Needed linux based tape-image-to-file extraction tools. Old tools (10BACKUP and DUMPER) had never even been ported to the Alpha from the VAX. Modified and did maintenance on tools found on the net: backup10 (Johnny Eriksson, Phil Budne), read20 (Jim Guyton, Jay Lepreau, Phil Budne). Added support for tape image files as inputs.
When migration changed paths etc. added a path-rewriting layer (Apache webserver) so that old hyperlinks on other web sites would end up pointing to the same archive document.
Successes and failures of the archive's attic
In their goal of establishing a documentation, source code, and executable base for developing, testing, and using emulators I feel the archive has been a complete success.
It has also been succesful in bringing several software-less PDP-10 hardware systems up and running, by providing diagnostic and operating system tape images.
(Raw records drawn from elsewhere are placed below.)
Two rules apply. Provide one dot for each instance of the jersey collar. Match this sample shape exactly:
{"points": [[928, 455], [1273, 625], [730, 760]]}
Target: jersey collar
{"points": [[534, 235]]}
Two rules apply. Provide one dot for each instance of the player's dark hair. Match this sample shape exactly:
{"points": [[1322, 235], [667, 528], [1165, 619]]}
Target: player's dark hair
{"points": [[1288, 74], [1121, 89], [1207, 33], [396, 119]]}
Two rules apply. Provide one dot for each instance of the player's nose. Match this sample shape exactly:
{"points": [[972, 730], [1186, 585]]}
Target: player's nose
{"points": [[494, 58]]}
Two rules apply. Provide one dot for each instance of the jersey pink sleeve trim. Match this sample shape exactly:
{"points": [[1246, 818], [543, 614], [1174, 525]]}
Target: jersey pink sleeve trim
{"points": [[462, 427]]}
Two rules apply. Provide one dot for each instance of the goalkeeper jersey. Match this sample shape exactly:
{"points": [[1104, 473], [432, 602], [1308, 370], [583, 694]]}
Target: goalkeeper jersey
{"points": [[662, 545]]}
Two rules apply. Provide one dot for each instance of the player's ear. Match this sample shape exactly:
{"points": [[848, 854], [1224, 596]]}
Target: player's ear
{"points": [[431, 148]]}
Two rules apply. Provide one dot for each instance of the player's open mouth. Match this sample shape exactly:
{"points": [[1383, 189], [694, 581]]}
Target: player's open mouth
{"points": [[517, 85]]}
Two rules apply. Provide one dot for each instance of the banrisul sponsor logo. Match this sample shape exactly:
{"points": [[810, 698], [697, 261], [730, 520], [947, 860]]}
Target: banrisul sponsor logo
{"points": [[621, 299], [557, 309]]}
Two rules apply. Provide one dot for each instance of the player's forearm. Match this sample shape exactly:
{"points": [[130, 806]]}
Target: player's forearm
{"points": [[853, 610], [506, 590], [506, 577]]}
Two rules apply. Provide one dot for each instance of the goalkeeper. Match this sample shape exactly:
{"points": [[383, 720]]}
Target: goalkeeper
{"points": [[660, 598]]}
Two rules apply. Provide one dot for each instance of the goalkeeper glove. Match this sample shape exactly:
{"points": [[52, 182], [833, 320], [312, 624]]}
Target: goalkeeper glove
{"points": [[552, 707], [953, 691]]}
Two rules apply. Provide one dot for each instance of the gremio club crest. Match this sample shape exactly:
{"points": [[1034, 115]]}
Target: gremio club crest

In terms of making the old PDP-10 software relevant, there has been at least moderate success. Many of the working groups at The Computer History Museum hyperlink to many of the tools, documents, and source code in the archive, and that makes me feel wonderful.
But in terms of making computer history be about more than the machines, and more about the history of software, I don't think I've made much of a dent. I don't see a lot of "attics" scattered around the web that are much like mine. I want more parlors to link to my attic.